Asked about the contentious funding issue, whether the local clubs can manage expenses while playing without gate takings from fans, Chagonda said: “It is feasible to have some form of competition as a starting point. We could have selected clubs with sound sponsorship taking part in the bio burble league competition.
“We even have the luxury of starting with 500 to 1 000 fans who are selected and screened before the league matches at their own cost.
“Apart from that the respective clubs will have to fork out something. Everyone has to play a part in funding including Government through SRC, Zifa and PSL. Broadcasters can also come in and can be engaged through PSL.
“We want to start somewhere and build on from that. Covid-19 is real and might be here to stay. All this can be worked out and pave way for the return to action, but somehow some individuals think they are frustrating Zifa by blocking all these avenues.”

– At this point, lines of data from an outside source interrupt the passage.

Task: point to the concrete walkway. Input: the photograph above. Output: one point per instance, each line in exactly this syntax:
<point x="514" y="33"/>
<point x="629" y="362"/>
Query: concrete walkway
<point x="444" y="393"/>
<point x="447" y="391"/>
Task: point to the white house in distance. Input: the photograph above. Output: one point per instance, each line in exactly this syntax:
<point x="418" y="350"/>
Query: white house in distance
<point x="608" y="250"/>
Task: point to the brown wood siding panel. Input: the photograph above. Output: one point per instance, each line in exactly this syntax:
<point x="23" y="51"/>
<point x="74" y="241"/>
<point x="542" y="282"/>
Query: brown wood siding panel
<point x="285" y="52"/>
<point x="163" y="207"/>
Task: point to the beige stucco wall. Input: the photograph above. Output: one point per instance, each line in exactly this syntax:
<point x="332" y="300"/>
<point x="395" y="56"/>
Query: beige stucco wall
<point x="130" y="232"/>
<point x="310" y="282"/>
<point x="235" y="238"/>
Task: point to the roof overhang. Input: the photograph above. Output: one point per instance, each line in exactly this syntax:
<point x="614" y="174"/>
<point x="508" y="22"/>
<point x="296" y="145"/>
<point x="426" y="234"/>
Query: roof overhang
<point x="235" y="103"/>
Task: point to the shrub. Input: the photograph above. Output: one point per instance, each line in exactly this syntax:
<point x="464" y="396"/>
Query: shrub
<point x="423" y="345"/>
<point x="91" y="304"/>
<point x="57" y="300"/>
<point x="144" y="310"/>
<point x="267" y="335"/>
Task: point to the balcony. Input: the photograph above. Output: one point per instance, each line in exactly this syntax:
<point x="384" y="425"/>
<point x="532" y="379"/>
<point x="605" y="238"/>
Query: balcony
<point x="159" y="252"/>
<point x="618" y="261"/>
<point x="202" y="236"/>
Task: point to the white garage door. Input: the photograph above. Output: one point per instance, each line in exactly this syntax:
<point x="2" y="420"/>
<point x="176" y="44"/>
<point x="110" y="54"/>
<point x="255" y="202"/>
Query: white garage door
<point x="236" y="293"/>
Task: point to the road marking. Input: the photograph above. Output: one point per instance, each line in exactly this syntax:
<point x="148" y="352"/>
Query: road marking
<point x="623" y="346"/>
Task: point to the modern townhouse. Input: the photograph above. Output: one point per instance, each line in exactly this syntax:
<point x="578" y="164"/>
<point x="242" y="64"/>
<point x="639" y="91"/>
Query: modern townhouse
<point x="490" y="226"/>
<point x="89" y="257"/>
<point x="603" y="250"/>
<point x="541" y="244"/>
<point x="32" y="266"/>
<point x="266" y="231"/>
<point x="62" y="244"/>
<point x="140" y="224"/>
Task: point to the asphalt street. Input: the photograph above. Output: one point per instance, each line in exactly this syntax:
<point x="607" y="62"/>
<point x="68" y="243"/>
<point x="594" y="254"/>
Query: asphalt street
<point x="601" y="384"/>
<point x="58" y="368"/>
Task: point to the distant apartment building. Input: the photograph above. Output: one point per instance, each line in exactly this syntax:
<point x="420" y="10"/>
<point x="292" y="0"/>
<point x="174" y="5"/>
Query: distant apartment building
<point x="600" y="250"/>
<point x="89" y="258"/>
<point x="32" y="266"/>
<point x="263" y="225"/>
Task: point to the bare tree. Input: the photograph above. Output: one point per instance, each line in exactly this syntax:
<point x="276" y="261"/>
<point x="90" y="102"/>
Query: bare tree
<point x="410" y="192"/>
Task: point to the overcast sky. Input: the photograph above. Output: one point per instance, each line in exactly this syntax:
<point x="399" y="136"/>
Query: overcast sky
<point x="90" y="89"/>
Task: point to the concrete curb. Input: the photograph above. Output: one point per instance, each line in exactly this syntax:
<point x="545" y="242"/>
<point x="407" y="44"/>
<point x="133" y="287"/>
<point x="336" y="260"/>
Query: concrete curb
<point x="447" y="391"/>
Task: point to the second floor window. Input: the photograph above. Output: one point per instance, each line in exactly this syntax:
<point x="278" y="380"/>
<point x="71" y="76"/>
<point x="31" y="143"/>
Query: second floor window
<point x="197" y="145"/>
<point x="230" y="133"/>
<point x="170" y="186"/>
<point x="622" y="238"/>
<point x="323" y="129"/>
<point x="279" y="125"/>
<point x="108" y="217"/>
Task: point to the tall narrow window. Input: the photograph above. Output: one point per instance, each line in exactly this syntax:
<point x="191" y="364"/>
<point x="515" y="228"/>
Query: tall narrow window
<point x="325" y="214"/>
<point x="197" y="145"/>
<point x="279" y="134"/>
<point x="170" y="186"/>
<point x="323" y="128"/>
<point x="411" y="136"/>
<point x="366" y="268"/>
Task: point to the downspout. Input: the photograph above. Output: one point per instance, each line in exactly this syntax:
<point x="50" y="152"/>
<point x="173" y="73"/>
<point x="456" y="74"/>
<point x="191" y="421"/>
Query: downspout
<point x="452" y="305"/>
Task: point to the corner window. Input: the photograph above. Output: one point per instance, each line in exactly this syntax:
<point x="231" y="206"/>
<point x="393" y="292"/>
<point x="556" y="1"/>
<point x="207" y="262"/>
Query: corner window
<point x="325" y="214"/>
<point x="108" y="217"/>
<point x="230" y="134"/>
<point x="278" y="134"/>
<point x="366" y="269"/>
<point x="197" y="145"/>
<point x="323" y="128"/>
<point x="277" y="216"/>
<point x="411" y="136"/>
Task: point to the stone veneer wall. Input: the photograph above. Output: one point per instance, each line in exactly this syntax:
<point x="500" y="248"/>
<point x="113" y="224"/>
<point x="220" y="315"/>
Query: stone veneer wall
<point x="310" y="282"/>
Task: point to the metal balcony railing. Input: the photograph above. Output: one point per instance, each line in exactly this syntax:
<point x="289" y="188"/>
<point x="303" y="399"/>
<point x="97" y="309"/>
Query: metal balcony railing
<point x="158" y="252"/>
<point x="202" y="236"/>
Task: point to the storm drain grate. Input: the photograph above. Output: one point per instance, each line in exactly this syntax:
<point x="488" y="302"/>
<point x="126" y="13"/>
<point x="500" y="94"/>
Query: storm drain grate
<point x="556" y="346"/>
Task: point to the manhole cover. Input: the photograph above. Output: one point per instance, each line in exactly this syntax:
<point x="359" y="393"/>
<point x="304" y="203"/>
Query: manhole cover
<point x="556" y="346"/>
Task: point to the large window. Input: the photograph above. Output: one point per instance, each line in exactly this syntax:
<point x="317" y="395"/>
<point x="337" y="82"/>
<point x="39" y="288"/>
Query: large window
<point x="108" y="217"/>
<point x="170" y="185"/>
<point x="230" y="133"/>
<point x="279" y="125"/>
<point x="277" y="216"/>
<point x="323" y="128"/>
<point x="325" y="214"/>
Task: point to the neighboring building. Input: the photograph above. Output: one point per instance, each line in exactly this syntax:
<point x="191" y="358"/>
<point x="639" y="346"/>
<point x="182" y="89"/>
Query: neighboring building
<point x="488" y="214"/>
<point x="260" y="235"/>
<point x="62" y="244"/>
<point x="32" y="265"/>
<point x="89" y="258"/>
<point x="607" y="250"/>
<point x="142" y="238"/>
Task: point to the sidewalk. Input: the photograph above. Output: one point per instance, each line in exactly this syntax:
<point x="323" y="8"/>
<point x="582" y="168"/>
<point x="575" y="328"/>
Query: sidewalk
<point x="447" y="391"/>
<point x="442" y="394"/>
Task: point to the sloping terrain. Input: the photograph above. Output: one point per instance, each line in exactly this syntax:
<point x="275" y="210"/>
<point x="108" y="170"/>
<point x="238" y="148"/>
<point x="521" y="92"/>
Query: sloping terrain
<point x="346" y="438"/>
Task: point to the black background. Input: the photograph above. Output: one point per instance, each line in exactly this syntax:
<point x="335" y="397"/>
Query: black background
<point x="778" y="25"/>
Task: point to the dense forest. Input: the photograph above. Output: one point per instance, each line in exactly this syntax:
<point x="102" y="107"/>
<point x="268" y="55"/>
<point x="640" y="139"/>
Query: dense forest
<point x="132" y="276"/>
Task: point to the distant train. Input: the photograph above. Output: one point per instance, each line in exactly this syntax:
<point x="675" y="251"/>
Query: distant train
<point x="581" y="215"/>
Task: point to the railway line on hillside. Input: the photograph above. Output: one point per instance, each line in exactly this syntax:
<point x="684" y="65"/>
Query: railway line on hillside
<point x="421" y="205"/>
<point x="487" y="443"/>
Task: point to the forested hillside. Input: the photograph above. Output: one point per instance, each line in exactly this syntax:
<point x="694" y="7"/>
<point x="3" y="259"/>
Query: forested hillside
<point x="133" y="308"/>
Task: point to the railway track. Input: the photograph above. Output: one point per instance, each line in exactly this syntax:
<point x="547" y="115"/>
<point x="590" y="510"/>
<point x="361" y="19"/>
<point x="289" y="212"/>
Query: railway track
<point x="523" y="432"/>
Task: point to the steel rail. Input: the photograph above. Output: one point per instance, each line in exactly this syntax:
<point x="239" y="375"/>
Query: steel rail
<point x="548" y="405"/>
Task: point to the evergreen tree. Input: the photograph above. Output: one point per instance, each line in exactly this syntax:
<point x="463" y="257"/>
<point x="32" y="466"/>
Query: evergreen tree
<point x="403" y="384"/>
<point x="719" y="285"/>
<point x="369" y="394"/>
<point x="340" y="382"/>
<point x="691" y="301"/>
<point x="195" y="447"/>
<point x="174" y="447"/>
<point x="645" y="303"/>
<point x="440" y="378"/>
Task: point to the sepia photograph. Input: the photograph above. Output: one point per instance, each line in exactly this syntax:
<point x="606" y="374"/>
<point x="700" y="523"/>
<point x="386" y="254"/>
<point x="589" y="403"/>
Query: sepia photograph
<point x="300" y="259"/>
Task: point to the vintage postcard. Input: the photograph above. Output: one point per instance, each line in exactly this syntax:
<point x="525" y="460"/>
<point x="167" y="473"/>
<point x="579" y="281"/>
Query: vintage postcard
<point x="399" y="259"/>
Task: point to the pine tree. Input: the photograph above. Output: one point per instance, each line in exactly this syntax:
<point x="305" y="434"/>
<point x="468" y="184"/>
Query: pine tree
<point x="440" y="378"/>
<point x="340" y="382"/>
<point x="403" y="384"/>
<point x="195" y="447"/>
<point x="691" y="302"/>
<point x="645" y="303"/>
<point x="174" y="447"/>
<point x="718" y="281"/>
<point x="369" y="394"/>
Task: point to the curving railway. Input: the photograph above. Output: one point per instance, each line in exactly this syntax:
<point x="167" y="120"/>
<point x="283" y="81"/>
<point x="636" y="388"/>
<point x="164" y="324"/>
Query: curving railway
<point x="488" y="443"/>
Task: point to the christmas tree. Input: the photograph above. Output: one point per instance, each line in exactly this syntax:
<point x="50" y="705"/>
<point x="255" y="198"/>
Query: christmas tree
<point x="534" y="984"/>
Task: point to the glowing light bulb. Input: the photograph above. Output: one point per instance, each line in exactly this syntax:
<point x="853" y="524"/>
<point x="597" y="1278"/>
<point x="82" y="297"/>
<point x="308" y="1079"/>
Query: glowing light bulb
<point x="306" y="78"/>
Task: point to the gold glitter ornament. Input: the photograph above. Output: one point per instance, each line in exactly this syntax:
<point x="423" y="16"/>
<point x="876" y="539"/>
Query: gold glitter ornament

Chagonda blamed SRC for delays in granting permission to teams that have international assignments.
“It is clear that they do not take sport seriously and yet they are the ones tasked to promote sport. One can look at the way they are giving permission for teams that want to partake in international competitions.
“FC Platinum is a good example. They received permission to go ahead after two weeks or so of applying. One then thinks of the lost time in terms of preparations. We end up blaming coaches and our technical aptitude, but it is clear that we are messing it up by denying our players game time,” he said.
In his emailed response to questions sent by Post Sport, acting SRC director general, Sebastain Garikai, said: “Before the promulgation of Statutory Instrument 10 of 2021which invoked the Level Four lockdown, thus suspending among other things all sport and recreation activities, the Zimbabwe Football Association (Zifa) had applied for the safe and gradual resumption of football and their application was approved with set conditions among which was the bubble concept.
“After the promulgation of Statutory Instrument 10 of 2021, the Sports and Recreation Commission then issued a statement calling upon all National Sport Associations (NSAs) wishing to undertake activities during the lockdown period to re-apply for approval by the Minister of Youth, Sport, Arts and Recreation. Some NSAs applied and approvals were granted. It is important to note that as SRC, we have not yet received any re-application from ZIFA for the resumption of football.”
Garikai went on to say:
“However, NSAs and the general public should appreciate the various stages involved in the application review process which involves other stakeholders external to SRC.
“Regrettably, some NSAs expect to be exempted from this process as they tend to expect same day results which are not feasible in a national emergency situation. This is simply not attainable.
“There are no exemptions to the thorough review process and every stage is extensively evaluated as this is a matter of national interest and concerns the lives of the people of Zimbabwe.”